For 31 years, the western-themed Sam’s Town Hotel and Gambling Hall has loomed large on the Tunica, Mississippi, casino market’s horizon. This month, owner Boyd Gaming announced the closing of the complex due to decreased demand over the last two decades.
Boyd Gaming’s initial involvement in Mississippi gaming came in 1994 with the opening of Sam’s Town in Tunica and a 1994 management contract with the Mississippi Band of Choctaw Indians for the Silver Star Casino – a contract that expired in 2000. In 2011, Boyd acquired the IP Casino Resort in Biloxi.
The shuttering of Sam’s Town will leave five casinos operating in the Tunica market.

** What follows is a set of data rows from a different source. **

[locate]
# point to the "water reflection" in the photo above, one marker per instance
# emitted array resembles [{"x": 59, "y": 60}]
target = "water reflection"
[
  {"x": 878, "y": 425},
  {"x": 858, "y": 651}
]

Resorts Casino closed in Tunica in 2019, citing declining demand and increased competition from the expansion of casino gaming in Arkansas.
Why is the Tunica gaming market declining? First, there’s increasing competition from neighboring states, including the casinos in West Memphis, Arkansas and the legalization of online sports betting in Tennessee.
Second, the general rise of online gaming nationally is a huge threat to isolated, rural gaming markets like Tunica’s, where changing laws across state lines have weakened the once-lucrative appeal of their gambling houses. Third, some critics say local governments didn’t make wise decisions about tourism diversification.
But the rise of internet gaming or “igaming” is not just a threat to the Tunica market, but to all casino gaming in Mississippi. According to the American Gaming Association, Mississippi’s 26 commercial casinos in 2024 generated total gaming revenue of $2.43 billion, down 2.0 percent compared with the previous year.
Total statewide revenue from electronic gaming devices, as reported by the Mississippi Gaming Commission, was $2.02 billion, down 1.5 percent relative to 2023, while revenue from table games was $333.7 million, down 2.6 percent. Sports betting revenue suffered a sharper decline in revenue, dropping 18.8 percent to $41.6 million, according to AGA.
In Fiscal Year 2024, gaming was Mississippi’s sixth-largest source of General Fund revenue at $156.6 million or 2.1% of the General Fund. That makes gambling the most lucrative of the so-called “sin taxes,” including revenue collected on tobacco, liquor, or beer and wine. Another $96.5 million in gaming tax revenues was distributed to local governments that host casinos, and another $36 million in tax revenues went to road and bridge maintenance.
Given national trends, the Mississippi Legislature faces yet another showdown on online sports betting.
Across America, the growth of traditional gaming revenues has flattened, while real growth has occurred in internet gaming (up 26%) and sports betting (up 22%).
According to the gaming industry publication Legal Sports Report: “Mississippi sports betting is legal and live at casinos in the state. The state has many retail sportsbooks in operation, but just three sportsbook apps. Online sports betting in Mississippi is limited to users located on a licensed casino’s premises.”
You can download a sportsbook app from anywhere in the state, but you must be at a casino to place any wagers. Several Mississippi casinos have deals with sports books like FanDuel, BetMGM and Caesars. However, only BetMGM, Caesars, and Pearl River Resort have launched sports betting apps in the state.
In Mississippi, sports betting on casino premises has been legal since 2018. But off-site online sports betting from computers and smart devices remains illegal in Mississippi. Mississippi’s overall gaming revenue has declined each fiscal year since FY22 and is tracking to decline again this year.
The political and business disagreements that have put legislators at odds are well known. Existing brick-and-mortar casinos fear “cannibalization.” In the context of the gambling industry, “cannibalization” refers to the concern that a company’s new online gaming (igaming) platform will take customers and revenue away from its existing brick-and-mortar casino business.
Legislators fear the loss of jobs that land-based casinos produce compared to igaming. Proponents say igaming attracts a new, different, and younger customer and thereby “expands” gaming markets rather than substituting one for another.
Yet while the legislative debate continues, there is a constant erosion of Mississippi’s once-third-largest in the nation gaming market position to states with different igaming laws and new casinos across state lines.